Journey Through the Years

Journey Through the Years, An Autobiography Dedicated to My Sons: Boyd, Shepard, Calvin and Larry by Margie Quate

Some years ago I was contacted by Robert Quate who had seen the website and then Stevi Quate who generously sent me a copy of Margie Quate’s autobiography. It is a fascinating story both of early life in the Snake Valley and then Margie and husband Graham Quate’s life in Central America and Asia. I have transcribed some pages which are relevant to the story of Isaac and family. Here are some excerpts.

Early Days

“My mother, Ruby Estelle Gandy, was born in Fillmore, Utah. The father, Isaac Gandy, came from England as a young boy. The mother, Harriet Parsons, came across the plains in a covered wagon. Her young life was pretty rough. She told of leaving a good farm in Missouri to come to the gold rush of California. Her father found no gold and died of T.B. in Placerville, Calif. The mother took in washing. My grandmother Harriet helped, and one story was told that she rubbed so hard on a grey shirt that it was in shreds, but the owned didn’t ask for payment. Grandmother married, much against her will, to an older man, Isaac Gandy, at the bidding of an older sister. Women were scarce and wives were in demand. She never did enjoy married life, but did her part in caring for four little girls as they came along.

Grandfather Gandy I remember as a gentle, white haired and bearded, medium sized man. On one visit he brought me a little puppy in his coat pocket. I sometimes visited these grandparents when I was very small. They lived in a lonely place, down in the meadows, several miles below Gandy, Utah. There was a little spring close by the house, where we gathered fresh green watercress, which is so good on hot bread. Our drinking and all water came from this spring. My time was spent helping with the regular home tasks and even making a cake standing on a box to reach the table. Grandfather Gandy died soon after, and grandmother made her home with one or another of the three daughters left. A tombstone, marble upright slab, was shipped from London by his remaining sister over there. The grave is in Garrison, Utah. The sister also sent $500 to each of his three daughters. My mother bought forty acres of land to enlarge her home farm.”

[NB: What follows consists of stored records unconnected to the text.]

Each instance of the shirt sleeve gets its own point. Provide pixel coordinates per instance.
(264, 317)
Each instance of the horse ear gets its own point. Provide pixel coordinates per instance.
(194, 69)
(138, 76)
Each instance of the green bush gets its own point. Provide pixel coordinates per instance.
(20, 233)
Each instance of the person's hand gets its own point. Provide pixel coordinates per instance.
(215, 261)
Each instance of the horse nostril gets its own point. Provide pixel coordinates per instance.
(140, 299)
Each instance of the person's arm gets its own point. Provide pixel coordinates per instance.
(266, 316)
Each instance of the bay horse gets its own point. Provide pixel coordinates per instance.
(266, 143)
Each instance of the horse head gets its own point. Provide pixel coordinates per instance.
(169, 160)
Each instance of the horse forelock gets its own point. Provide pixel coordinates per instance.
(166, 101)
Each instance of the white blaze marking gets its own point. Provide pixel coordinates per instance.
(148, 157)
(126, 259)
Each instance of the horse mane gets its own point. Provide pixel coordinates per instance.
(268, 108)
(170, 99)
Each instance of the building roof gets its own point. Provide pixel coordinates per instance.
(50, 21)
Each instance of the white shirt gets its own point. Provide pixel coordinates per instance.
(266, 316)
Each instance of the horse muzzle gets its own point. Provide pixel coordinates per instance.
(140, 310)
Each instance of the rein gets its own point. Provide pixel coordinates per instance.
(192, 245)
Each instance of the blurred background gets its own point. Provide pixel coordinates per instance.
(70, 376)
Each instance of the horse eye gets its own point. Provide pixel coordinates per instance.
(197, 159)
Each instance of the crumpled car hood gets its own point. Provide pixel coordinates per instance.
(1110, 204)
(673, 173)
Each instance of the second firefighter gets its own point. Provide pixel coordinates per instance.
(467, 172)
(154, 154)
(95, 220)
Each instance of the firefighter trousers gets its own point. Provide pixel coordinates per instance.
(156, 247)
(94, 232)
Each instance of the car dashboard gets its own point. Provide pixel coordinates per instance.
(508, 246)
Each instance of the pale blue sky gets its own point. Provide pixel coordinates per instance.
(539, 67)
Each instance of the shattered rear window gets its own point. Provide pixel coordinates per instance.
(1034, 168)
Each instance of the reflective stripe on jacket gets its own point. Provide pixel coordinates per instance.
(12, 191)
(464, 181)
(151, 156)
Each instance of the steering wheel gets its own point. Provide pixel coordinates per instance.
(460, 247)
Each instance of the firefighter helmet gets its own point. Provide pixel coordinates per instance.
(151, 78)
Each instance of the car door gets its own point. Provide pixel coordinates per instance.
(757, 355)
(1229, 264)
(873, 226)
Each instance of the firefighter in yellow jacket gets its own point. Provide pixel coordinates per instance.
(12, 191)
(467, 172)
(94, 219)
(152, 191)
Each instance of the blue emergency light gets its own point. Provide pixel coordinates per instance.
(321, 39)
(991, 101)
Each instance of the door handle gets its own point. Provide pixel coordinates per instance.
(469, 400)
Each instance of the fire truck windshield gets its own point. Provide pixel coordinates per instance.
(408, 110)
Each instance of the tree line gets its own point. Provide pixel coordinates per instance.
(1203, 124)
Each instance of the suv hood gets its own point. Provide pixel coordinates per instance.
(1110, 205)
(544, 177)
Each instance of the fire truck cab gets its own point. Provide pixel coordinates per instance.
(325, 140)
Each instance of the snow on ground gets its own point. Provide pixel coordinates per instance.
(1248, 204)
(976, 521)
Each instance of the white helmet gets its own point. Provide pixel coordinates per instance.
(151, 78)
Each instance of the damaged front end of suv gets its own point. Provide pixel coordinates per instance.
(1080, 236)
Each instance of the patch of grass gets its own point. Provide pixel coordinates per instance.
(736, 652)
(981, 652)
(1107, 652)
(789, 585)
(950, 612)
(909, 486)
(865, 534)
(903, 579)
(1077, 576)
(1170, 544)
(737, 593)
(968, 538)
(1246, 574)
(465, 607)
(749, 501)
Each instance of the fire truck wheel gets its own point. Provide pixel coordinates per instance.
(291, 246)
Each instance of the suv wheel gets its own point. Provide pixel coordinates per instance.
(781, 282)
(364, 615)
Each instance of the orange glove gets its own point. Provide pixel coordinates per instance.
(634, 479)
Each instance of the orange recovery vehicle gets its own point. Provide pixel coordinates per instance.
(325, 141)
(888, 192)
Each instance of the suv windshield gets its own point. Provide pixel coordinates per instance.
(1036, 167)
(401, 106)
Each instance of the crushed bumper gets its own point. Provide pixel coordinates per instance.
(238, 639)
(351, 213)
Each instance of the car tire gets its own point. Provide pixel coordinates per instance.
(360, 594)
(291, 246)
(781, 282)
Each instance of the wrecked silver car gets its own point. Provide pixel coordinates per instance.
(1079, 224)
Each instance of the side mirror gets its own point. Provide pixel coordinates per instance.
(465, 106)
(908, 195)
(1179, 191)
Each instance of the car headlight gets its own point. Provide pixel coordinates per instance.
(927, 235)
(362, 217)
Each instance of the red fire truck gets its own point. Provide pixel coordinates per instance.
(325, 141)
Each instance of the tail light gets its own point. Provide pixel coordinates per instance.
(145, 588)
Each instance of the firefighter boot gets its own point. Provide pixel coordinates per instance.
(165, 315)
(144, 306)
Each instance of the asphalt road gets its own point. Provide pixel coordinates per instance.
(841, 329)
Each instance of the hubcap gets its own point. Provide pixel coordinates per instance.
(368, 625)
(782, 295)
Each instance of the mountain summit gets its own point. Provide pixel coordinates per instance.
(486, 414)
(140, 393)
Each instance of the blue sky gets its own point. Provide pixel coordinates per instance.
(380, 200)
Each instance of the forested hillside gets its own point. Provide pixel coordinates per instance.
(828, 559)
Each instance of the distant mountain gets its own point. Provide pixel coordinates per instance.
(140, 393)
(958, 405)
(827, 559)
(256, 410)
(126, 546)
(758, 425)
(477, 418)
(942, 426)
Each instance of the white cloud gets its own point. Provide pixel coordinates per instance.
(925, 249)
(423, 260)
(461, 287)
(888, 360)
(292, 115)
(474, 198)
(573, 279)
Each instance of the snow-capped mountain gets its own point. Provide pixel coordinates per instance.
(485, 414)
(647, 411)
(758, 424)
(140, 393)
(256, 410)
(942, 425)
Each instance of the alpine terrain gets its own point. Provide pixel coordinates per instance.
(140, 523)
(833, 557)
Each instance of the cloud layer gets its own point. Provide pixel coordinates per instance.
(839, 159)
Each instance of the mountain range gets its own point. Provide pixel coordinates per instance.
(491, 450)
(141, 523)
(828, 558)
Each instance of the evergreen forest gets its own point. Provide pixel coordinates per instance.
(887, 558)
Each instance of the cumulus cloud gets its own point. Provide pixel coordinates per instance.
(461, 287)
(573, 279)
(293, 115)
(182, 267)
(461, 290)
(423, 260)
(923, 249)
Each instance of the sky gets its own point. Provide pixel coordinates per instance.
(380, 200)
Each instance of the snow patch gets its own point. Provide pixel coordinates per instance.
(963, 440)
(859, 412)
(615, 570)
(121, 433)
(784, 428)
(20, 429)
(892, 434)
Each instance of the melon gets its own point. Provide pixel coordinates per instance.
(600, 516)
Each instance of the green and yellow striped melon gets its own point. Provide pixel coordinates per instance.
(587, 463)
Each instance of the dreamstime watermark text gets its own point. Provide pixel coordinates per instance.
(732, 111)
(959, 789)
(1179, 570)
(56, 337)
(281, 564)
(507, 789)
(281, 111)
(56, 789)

“Grandfather Gandy was the greatest rambler of the lot”, Graham Quate 1969

First settlers in Snake Valley included Margie Lake and son Edwin who became Your grandfather; and Lizzie Schumacher and her son Fred. Ed Lake married Stella Gandy; who sometime after being widowed, married Fred Schumacher. Another early settler was Isaac Gandy, father of Stella. This Isaac Gandy was your Great Grandfather. He immigrated from England as a very young man; was a most efficient horseman; operated a personally owed stage line between Salt Lake City and the newly discovered mines nearby. Eventually he sold the stage line and set out to find new lands to conquer. In Snake Valley he purchased a sizeable ranch under the Burbank Lake; split it in three pieces and presented the pieces to his three daughters: Emma (wife of Uncle Jim Robison), Molly (Dee Heckethorn’s Grandmother) and Stella, your own Grandmother. Ed Lake homesteaded a piece of land adjoining Stella’s property and later they married. My grandmother was a close fiend of Stella. Ed and Stella lived at first in a log cabin, which you have seen many times, and it was there that I first saw your mother; she was lying in a crib, and was only a few weeks old.

This story will ramble a little, but that is fitting since most of he characters in it were what might be called ramblers in the best sense of the word, and your Grandfather Gandy was the greatest rambler of the lot. After giving the Snake Creek Ranch to his daughters, he bought the fine Rowland ranch, 5 or 6 miles west of Baker; sold or traded that and acquired the Silver Creek Ranches which later were acquired by the Bellander Brothers; sold it and moved on to Warm Creek where a post office was opened and given the name of Gandy, and there it is today, still on the map.

From a letter by Graham Quate to son Larry Quate, 1969.